Le rire de Sam suffisait à lui remonter le moral et elle rit à son tour. Sam avait toujours travaillé de nuit pour être présent le jour pour ses filles mais les filles grandies, il voulait reprendre le service de jour et Anna savait qu’il lui manquerait le soir lorsqu’elle quittera la clinique, inconsciemment sa présence la rassurait. Sam continue de meubler la conversation jusqu’à la voiture d’Anna. Elle sortit les clés de son sac à main et déverrouilla la portière de sa mini Cooper rouge pour s’installer au volant. Elle lança son habituel « au revoir et merci » et quitta le parking sachant que Sam attendrait qu’il ne voie plus les phares de sa voiture avant de rejoindre le poste de garde.
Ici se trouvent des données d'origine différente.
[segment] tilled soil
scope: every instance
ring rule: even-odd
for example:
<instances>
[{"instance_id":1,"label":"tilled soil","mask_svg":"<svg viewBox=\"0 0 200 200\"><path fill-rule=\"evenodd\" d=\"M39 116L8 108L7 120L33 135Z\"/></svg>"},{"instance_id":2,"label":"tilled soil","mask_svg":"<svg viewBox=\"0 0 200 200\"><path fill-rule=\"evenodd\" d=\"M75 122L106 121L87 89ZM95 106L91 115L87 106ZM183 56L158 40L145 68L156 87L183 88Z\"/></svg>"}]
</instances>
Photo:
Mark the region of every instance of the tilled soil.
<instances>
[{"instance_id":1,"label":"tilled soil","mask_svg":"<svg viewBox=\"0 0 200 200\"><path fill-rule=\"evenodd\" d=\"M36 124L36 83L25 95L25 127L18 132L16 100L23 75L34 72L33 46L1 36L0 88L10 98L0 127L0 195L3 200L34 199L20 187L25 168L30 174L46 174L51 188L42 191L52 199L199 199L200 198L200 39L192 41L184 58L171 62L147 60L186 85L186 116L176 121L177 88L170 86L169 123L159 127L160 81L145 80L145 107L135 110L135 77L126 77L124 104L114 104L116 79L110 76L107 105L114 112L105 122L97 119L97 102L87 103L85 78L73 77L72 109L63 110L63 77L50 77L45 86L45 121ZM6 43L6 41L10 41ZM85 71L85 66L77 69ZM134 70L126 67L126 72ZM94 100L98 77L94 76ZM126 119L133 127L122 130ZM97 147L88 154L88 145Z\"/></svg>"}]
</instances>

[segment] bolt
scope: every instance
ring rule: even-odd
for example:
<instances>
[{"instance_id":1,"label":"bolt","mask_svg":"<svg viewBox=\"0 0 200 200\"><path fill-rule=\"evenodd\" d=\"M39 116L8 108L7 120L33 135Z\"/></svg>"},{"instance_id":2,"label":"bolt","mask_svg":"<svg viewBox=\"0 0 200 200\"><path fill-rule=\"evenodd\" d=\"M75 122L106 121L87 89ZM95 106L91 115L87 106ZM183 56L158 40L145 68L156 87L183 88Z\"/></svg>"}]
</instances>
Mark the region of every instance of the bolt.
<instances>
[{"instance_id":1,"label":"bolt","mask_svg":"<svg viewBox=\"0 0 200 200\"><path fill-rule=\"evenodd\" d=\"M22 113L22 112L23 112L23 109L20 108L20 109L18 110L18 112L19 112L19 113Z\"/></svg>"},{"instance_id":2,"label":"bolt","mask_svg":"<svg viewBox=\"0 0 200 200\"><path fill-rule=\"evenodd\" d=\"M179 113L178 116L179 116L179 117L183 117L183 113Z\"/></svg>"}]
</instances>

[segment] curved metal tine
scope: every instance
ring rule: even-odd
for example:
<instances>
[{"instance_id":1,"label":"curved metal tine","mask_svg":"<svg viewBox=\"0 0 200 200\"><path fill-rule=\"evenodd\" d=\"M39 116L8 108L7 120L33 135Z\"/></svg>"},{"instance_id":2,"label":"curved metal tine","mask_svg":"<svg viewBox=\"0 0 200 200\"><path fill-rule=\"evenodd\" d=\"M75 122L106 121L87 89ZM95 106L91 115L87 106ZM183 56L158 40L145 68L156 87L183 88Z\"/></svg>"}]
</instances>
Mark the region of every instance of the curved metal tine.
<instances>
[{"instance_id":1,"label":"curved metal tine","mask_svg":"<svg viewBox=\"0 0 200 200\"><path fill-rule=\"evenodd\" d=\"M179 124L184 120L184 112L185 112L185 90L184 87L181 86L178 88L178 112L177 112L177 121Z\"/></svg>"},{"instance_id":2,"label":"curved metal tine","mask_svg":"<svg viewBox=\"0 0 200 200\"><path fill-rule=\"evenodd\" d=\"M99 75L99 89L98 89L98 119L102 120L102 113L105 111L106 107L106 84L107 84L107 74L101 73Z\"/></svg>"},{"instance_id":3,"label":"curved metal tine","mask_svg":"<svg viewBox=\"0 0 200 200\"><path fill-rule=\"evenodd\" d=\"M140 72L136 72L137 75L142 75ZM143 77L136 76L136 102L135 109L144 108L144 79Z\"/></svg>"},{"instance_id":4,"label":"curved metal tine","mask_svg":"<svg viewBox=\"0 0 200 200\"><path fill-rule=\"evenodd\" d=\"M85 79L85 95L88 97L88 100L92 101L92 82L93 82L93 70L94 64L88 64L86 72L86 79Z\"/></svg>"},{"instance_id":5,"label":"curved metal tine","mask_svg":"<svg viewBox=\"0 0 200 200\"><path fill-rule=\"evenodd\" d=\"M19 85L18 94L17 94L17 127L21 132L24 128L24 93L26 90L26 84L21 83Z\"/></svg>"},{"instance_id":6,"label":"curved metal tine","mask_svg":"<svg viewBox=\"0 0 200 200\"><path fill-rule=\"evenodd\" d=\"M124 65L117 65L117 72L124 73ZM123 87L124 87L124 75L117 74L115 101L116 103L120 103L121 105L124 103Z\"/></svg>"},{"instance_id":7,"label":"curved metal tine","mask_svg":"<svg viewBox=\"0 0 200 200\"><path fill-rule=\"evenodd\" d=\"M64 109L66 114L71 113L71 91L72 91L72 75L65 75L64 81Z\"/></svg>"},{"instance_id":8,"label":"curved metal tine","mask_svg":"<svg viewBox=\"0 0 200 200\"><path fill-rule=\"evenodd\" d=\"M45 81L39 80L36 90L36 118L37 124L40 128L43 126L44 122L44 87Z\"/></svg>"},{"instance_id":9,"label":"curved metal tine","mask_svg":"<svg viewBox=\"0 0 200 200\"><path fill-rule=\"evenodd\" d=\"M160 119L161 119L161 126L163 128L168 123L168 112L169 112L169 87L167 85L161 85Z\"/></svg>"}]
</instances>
La nuit était fraîche, la ville s’était parée de ses lumières artificielles, les boutiques avaient tiré leurs rideaux de fers, les restaurants et les bars se vidaient et se remplissaient aux rythmes des clients. La demi-heure qui séparait la clinique de chez elle lui parut des heures. L’immeuble, où elle résidait, se situait en dehors du centre-ville dans un quartier calme et sécurisant. Situées au dernier étage, les fenêtres de son appartement se tournaient vers le parc municipal où Anna avait l’habitude d’y faire son jogging. Elle chercha dans la boîte à gants un bipeur et l’avait actionné pour ouvrir le portail menant au garage de l’immeuble. Elle se gara à un emplacement libre et se dirigea directement vers la loge du gardien pour lui souhaiter le bonsoir. Mohammed, le gardien était arrivé en France il y a plus de quarante ans, mais son français était toujours approximatif et difficile à comprendre. C’était certainement l’homme le plus gentil et disponible qu’Anna connaisse. Toujours prêt à rendre service, quels que soient l’heure et le jour. Son épouse Fatima et lui travaillaient pour la même société depuis plus de trente-cinq ans sans jamais avoir été malades ou absents. Il n’avait eu qu’un fils devenu grand désormais et qui vivait loin de chez eux. Ils aimaient surtout veiller sur le bien-être et le bonheur des occupants de l’immeuble et Anna leur en était toujours reconnaissante.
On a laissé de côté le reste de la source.